Presence of a distinct extracellular matrix-degrading metalloproteinase activity in renal tubules.

Renal tubular homogenates incubated with [3H]laminin (2 micrograms, 10(5) cpm) at 37 degrees C resulted in time- and protein-dependent laminin degradation (e.g., at 24 h, control = 6,533 +/- 771; experimental = 27,610 +/- 1,023 cpm +/- SE; N = 20). Gel chromatography confirmed that laminin (800 to 900 kd) was degraded to 20- to 50-kd fragments. Laminin degradation was not significantly decreased by serine or cysteine protease inhibitors. In contrast, metal chelators produced marked inhibition (EDTA, 93 +/- 3%; 1,10-phenanthroline, 99 +/- 1%) indicating that, at neutral pH, metalloproteinases were responsible for the laminin degradation. Laminin-degrading activity in renal tubules was not inhibited by the tissue inhibitor of metalloproteinase and was present in an active form.

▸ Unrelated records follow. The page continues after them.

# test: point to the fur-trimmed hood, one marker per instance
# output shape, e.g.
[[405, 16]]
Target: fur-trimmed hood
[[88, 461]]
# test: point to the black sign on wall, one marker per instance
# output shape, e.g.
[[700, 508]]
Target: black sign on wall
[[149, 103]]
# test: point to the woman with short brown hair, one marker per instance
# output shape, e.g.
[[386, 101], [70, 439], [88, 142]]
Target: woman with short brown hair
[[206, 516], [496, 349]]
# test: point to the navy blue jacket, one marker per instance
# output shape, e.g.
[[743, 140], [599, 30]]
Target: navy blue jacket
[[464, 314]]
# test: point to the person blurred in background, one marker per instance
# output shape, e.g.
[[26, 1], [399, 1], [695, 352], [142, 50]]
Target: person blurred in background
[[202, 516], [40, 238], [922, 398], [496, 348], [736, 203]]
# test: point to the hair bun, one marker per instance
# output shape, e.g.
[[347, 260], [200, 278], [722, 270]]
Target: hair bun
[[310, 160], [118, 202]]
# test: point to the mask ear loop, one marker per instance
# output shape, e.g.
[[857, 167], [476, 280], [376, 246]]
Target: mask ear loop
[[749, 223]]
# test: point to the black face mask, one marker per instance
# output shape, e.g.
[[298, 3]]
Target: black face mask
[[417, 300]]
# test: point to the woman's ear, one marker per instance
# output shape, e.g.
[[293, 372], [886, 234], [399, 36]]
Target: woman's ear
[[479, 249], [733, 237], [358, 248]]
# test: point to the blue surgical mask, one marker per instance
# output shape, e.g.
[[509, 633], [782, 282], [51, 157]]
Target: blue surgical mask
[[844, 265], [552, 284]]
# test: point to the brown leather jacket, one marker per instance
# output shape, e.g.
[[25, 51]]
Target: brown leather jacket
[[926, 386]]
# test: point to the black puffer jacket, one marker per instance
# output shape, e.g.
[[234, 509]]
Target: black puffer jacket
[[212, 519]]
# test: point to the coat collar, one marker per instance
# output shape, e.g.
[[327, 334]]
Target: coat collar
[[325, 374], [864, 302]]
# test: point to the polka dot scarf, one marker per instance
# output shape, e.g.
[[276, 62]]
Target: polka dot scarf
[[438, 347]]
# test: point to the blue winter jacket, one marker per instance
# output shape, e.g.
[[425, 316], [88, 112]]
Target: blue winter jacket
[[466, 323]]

This activity was also present in high concentrations in the renal cortex and medulla but was only minimal in the liver. Further studies of the renal cortex revealed a similar metalloproteinase activity against type IV collagen (11,075 +/- 305; N = 6) and gelatin (41,026 +/- 1,373; N = 6), and this activity was membrane associated (97 +/- 1%; N = 4). Taken together, the characteristics of this renal metalloproteinase indicate that it is distinct from classic matrix-degrading metalloproteinases. The release of this distinct metalloproteinase from damaged renal tubular epithelial cells during injury may result in the production of fragments of laminin or other extracellular matrix components with biologic effects relevant to renal regeneration.